Peter Ludvigsen, Denmark, informed about the rebuilding of the museum where they have chosen to build up a collection as well as an exhibition, contrary to other museums who have based their concept on alternating exhibition within labour history, e.g. Sweden. The museum has existed for 15 years. In order to receive government subsidy it is a prerequisite, according to Danish law, that the museum has a collection and a professional leader.
He emphasised that without financial and moral support from the trade union movement the museum would not have existed. Right from the start the museum made an effort to get political support, and it still receives an annual contribution from both the government and the Federation of Trade Unions. But the new museum had to present quick results. The museum therefore made an effort to collect objects for the first exhibition “1950s – an exhibition on everyday life”.
The Workers’ Museum has always been forced to have a businesslike profile, as only 1/2 of the turnover comes from contributions. The rest is from entrance, the running of a restaurant, fees and other cultural arrangements. Historically the museum’s building was the central meeting place for the labour movement in Denmark which has been maintained, e.g. a meeting hall, which like the whole building is now listed as a historical monument.
The museum has been successful in making people conscious of the workers’ part of history and making a visit to The Workers’ Museum is now almost a compulsory part of the programme for schools.
PL stressed the importance of contributing to political decisions – A workers’ museum cannot be apolitical!

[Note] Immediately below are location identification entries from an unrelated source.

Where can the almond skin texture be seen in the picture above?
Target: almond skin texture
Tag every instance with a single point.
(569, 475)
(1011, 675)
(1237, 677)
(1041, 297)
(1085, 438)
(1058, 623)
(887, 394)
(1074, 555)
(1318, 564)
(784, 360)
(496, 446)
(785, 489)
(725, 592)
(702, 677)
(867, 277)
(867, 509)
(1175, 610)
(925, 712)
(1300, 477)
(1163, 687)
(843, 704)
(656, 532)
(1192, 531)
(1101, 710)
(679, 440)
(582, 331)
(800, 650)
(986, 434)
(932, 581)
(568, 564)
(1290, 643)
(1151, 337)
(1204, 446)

Dani Geer and Martin Widmer informed about a container project which was started as a small private firm. The aim is to stretch the importance of technical education at workplaces for apprentices.
The project consists of 30 containers, length 6 meters, weight 3 tons each. The individual exhibitor can present his/her workplace or training via a traditional exhibition or e.g. a video documentation.
They also work with reporting and communication on the Internet and they learn group-work etc. Generally the aim is to put focus on “work” looked upon from a young person’s point of view.
Many questions were made to the papers on the various countries’ experiences and the museums projects, and elaborate answers were given.
On behalf of Worklab Peter Ludvigsen finally thanked for excellent briefing and a positive annual general meeting.
And a special thank to the host: Museum of Work in Norrköping for excellent treatment.